Cities will become substantially warmer in the future due to the global rise in temperature, leading to low indoor air quality and adverse impacts on human health. In addition, buildings are considered at risk of overheating since the current building design will become irrelevant or extremely inefficient. Consequently, the rise of global temperatures will lead to the redefinition of the energy systems to use, as a decrease in heating demand and an increase in cooling consumption are expected. Besides, as cooling demand depends on electric-based energy systems, their use increases greenhouse gas emissions in countries with fossil fuel-based energy grid mix.

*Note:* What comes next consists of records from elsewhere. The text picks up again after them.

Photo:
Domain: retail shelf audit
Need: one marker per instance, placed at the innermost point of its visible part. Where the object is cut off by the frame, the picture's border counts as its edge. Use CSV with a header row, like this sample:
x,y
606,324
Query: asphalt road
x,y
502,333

Considering the long lifespan of buildings and the fact that new buildings are still the primary type of construction worldwide, it is urgent to (i) realize that current building design guidelines are not adequate for future climate, (ii) determine the most appropriate design recommendations for each of the future climate scenarios, and (iii) train building design professionals to face the adverse aspects of climate change.
The CLING project will fill the gap with four significant contributions. First, the project team selects future climate scenarios and time horizons of the Intergovernmental Panel on Climate Change (IPCC) scenarios. Then, the coarse resolution of the climate model predictions is downscaled to the fine spatial and temporal resolutions required for building thermal simulations. For that purpose, a to-be-developed new ‘morphing’ technique will match past weather data to the predicted climatic variables.
The dynamic simulation will use the ‘morphed’ weather data to assess buildings’ thermal and energy performance generated by a radically new performance-based generative design approach. The team will develop this approach to produce different building types in a statistically significant number, capitalizing on the deep learning field’s latest advances. In addition, a novel surrogate method will be developed based on an ensemble of neural networks to accelerate estimating complex and large buildings’ performance. The generated datasets are then analyzed using a developed-specific statistical model to quantify the climate projections and operation uncertainties. Lastly, the interrelations between geometry, construction, and energy systems variables are determined for each climate change scenario in different regions worldwide.
Future buildings’ design guidelines are realized as design paths from the results. These will include the influence of each design action, the mitigation and adaptation strategies, and the decision variables’ interrelated roles. The buildings’ resilience to extreme weather is also studied. Both the most and the least recommended design actions are identified. In addition, outreach and training initiatives are organized on climate change-based design to make those guidelines available to professionals and students.
Understanding how future buildings must be designed has global importance due to the enormity of environmental problems related to climate change. If successful, our proposed research has the potential to accelerate the implementation of policies that prevent the building stock from being locked into suboptimal performances that might compromise the nations’ ability to reach their carbon emissions targets.
The project is a co-promotion partnership between ADAI (leader), CMUC, CESAM, and CONSTRUCT. The team covers critical knowledge areas, such as mechanical and environmental engineering (ADAI), meteorology and climatology (CESAM), architecture and civil Engineering (CONSTRUCT), and mathematics (CMUC). The proposed research combines different investigators’ expertise to synthesize new building design guidelines in a comprehensive study on the built environment performance, such as computational design methods, numerical weather forecasts, numerical simulation, indoor air quality, energy efficiency in buildings, building design, construction, and applied mathematics.
The research outcomes will ultimately support policymaking on a national level and point out directions to develop new tools and building technologies. Lastly, the project aligns with two of the 2030 Agenda from United Nations goals (SDGs 13 and 11).